Он сказал это почти одним дыханием, тихо, но чётко, и тут же, закончив, смутился. Он откашлялся, потупился, будто поймал себя на чём-то запретном, стыдном. На том, чтобы быть собой. На том, чтобы использовать свой профессионализм, свой врождённый и отточенный годами дар, который был неотъемлемой, яркой частью его старой, разрушенной жизни. Как будто это было предательством по отношению к своему нынешнему, сломанному «я».
Сан не стал комментировать ни совет, ни смущение. Он просто взял телефон обратно, внимательно посмотрел на указанный образец и кивнул.
— Спасибо. Логично. Так и сделаю. — Он сунул телефон в карман, и в его груди что-то сладко и болезненно сжалось, заставив на мгновение забыть о дыхании. Это был не просто совет по плитке. Это был кусочек Хонджуна, настоящего, живого, того, кого он знал много лет, который начал потихоньку, неуверенно пробиваться сквозь трещины в ледяном панцире горя. Как первый росток травы сквозь асфальт.

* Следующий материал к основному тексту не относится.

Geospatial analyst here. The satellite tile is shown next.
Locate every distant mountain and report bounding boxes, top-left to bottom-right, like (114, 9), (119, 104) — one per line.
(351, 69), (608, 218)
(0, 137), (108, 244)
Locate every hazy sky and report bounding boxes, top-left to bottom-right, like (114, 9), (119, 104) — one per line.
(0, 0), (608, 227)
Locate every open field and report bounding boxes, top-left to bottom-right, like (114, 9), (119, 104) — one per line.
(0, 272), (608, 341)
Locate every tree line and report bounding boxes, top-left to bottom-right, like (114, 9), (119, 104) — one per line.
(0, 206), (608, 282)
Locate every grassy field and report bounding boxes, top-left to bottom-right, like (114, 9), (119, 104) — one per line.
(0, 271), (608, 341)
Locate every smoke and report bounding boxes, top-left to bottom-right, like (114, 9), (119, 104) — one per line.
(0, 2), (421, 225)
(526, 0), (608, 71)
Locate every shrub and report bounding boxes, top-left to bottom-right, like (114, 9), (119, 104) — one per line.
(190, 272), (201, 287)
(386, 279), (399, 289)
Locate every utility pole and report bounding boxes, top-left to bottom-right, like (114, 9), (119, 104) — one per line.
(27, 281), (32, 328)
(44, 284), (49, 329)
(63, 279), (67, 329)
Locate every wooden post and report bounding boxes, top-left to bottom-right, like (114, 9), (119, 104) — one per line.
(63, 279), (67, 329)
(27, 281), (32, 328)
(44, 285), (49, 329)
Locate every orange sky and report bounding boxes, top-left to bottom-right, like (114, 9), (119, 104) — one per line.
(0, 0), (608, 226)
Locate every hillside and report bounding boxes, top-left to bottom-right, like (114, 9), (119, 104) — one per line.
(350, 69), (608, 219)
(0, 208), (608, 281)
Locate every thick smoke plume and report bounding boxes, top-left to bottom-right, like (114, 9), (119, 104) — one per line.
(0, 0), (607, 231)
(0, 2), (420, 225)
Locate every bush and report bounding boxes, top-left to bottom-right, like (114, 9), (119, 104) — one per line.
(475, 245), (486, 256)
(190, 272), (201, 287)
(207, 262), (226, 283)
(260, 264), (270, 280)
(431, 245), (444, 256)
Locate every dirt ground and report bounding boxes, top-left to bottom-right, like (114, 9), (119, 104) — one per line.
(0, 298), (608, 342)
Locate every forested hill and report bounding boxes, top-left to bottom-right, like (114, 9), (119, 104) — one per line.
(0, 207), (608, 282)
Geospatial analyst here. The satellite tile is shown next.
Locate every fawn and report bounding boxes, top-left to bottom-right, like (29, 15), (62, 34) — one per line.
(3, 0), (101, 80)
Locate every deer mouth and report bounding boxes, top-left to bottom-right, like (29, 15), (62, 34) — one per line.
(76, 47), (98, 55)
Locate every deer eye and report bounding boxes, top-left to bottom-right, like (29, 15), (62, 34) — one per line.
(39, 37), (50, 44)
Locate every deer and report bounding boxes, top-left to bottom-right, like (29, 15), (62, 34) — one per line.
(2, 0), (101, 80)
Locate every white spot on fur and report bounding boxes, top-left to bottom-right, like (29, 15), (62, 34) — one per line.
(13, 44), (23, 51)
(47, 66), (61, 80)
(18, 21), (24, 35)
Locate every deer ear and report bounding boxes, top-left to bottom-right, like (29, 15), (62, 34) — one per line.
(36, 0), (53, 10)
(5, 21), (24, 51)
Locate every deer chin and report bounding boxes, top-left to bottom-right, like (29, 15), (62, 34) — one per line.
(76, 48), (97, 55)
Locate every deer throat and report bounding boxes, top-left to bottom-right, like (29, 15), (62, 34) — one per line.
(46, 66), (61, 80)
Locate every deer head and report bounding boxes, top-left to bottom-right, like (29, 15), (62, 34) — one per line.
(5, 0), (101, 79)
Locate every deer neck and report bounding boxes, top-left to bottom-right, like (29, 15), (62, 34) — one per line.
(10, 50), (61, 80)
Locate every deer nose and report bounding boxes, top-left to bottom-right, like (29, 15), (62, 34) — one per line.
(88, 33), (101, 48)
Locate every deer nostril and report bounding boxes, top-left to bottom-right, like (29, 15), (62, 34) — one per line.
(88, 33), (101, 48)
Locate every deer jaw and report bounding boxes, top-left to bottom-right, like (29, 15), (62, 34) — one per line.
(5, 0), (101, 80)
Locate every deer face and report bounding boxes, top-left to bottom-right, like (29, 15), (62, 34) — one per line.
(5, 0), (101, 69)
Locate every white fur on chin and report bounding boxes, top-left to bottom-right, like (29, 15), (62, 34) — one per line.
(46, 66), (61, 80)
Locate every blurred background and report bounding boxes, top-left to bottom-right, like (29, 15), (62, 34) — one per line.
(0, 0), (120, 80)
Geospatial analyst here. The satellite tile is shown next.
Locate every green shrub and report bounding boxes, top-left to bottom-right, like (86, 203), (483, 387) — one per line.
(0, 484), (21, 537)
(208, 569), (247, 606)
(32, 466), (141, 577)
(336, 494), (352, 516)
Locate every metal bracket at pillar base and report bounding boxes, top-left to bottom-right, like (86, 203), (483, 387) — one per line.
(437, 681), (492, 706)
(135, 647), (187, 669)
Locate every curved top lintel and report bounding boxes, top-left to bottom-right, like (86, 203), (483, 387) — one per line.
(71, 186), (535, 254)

С этого дня между ними установился новый, странный, немой ритуал. Вечером, за ужином (Хонджун теперь ел регулярно, пусть и крошечными порциями, но уже не заставляя себя через силу), Сан, отложив вилку, начинал рассказывать о рабочих проблемах. Не эмоционально, не жалуясь, а как инженер, ставящий сложную, но интересную задачу перед умным коллегой: «Представь, нужно вписать новую лифтовую шахту в уже существующий железобетонный каркас, но первоначальные расчёты нагрузки показывают, что…» И Хонджун слушал. Сидел, обхватив чашку с тёплым чаем руками, и слушал. Иногда просто кивал, его взгляд блуждал где-то над плечом Сана. Иногда, после долгой, тягучей паузы, в которую успевало вписаться несколько минут, он вдруг говорил, глядя в свою чашку: «А если сместить точку опоры не внутрь, а на полметра в сторону фасадного остекления? Там, по твоим чертежам, как раз идёт дополнительная несущая?». И почти всегда он попадал в точку. Его пространственное мышление, его безупречное чувство пропорций и баланса не исчезли. Они не были уничтожены. Они спали, погребённые под обломками, и теперь потихоньку, в безопасной тишине этих вечерних бесед, начали просыпаться, шевелить пальцами, пробовать на вкус реальность.
Через неделю после эпизода с кокосом Хонджун снова вышел. Сам. Без намёка, без просьбы о сопровождении. Утром, когда Сан завязывал шнурки, он сказал, стоя в дверях своей спальни:
— Я, наверное, спущусь сегодня в тот маленький магазинчик… Seven-Eleven у выхода из метро. Ты говорил, там продают местный травяной чай в пакетиках. «Чай-иен» что ли. Попробую.
Сан лишь поднял на него взгляд, встретил его робкий, уклончивый, но твёрдый взгляд, и кивнул: «Хорошо. Деньги лежат на полке в прихожей, в керамической чаше. Ключ-карта там же. Будь осторожен на перекрёстке».
И он ушёл на работу, подавив в себе знакомый, острый приступ беспокойства, который сжал его горло холодной рукой. Он не позволил себе ни вопросов, ни предостережений. Он доверял. Доверял этому новому, хрупкому, но упрямому импульсу, который был сильнее страха.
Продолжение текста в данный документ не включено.